Convention has conditioned us to expect certain objects not to be blue; the delight caused by the exceptions is all the greater.
For a long time I would have been horrified at the thought of a violin’s being finished off with a blue paint job, like the latest model sedan automobile. I had been through enough “crossover” performances in my symphony orchestra life, though, to have become completely open to the idea before I even knew it existed.

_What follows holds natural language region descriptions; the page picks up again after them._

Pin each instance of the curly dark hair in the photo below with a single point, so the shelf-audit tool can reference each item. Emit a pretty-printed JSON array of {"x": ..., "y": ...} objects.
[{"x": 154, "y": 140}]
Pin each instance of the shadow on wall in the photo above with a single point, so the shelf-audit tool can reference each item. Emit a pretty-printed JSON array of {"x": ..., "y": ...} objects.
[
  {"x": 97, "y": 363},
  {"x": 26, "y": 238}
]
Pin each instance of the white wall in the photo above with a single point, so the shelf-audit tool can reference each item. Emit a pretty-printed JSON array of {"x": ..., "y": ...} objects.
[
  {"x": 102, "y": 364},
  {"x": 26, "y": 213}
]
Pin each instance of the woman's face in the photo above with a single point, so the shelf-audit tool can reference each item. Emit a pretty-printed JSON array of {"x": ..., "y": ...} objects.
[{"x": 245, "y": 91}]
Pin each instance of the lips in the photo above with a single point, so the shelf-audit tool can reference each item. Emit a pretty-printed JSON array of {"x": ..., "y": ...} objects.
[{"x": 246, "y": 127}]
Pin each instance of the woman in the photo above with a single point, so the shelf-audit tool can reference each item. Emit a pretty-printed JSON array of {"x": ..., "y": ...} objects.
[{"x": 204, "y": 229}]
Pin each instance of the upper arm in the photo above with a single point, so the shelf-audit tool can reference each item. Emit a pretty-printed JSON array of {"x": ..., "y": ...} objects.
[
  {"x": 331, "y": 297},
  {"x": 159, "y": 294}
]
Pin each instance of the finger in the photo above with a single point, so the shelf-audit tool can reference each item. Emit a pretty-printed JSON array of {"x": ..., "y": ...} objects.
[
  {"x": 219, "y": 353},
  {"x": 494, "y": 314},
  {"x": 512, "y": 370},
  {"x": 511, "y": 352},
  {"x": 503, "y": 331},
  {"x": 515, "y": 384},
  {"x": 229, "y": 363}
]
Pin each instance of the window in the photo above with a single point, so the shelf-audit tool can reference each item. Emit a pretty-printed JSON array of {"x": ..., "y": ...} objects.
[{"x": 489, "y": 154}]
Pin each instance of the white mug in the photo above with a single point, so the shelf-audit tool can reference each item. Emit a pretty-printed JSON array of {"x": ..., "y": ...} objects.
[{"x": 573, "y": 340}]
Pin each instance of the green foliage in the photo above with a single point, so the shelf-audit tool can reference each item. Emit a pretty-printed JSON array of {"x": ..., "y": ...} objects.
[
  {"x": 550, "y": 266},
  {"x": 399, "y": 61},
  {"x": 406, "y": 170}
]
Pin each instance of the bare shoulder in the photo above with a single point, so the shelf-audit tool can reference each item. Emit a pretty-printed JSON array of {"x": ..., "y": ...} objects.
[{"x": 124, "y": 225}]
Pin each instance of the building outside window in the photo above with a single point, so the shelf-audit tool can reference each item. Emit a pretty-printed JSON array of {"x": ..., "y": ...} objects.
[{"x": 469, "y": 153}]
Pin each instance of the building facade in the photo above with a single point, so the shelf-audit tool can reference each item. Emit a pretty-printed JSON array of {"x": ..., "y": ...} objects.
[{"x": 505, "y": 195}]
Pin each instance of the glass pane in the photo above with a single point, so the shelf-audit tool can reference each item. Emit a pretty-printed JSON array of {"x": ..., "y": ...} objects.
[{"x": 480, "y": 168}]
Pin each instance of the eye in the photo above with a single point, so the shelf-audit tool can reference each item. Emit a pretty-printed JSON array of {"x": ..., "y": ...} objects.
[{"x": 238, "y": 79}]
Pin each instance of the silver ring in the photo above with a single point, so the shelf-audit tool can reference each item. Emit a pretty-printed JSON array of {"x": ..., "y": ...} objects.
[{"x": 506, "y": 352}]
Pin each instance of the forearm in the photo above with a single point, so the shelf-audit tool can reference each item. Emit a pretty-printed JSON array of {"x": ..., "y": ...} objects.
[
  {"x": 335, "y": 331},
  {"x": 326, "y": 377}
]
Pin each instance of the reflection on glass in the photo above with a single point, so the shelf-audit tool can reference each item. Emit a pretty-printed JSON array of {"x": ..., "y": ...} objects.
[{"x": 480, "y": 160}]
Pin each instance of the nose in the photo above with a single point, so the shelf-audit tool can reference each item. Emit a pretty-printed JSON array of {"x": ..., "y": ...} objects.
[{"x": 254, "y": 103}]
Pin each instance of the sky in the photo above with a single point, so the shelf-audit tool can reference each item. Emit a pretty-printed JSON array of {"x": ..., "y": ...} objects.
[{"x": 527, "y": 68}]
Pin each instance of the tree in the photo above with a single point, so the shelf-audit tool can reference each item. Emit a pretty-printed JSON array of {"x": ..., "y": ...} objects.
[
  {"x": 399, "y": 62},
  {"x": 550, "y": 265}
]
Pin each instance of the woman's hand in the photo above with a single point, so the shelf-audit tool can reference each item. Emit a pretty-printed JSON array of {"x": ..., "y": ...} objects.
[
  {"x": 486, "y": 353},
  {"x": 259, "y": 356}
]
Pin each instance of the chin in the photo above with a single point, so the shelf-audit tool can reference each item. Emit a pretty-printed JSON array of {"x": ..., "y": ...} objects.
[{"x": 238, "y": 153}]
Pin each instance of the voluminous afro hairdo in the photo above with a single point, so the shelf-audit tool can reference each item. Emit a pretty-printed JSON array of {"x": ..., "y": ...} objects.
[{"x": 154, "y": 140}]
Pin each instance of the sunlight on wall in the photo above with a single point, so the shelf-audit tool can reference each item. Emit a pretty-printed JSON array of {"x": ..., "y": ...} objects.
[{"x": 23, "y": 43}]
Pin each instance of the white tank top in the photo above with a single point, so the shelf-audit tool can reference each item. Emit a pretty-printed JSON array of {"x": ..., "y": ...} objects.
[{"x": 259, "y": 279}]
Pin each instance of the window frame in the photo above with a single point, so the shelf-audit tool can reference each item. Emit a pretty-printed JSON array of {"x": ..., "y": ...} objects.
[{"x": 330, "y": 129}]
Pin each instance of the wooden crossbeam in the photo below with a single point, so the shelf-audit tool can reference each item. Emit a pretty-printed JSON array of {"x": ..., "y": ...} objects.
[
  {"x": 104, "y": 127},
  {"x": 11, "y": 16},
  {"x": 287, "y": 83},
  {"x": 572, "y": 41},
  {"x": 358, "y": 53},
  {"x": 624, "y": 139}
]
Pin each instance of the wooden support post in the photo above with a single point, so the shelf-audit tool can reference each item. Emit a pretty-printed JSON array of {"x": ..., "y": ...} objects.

Thus when a close friend who was also a viola-playing colleague told me, “They have blue, green, yellow, and red; you have to see this”, I was more than ready to pay a visit to the music shop downtown. In fact, although I had passed the place regularly, I realized it had been edited out of my line of vision because it seemed to contain only drums, gaudy sound installations, and rock guitars. These were violins he was talking about, in unheard-of hues.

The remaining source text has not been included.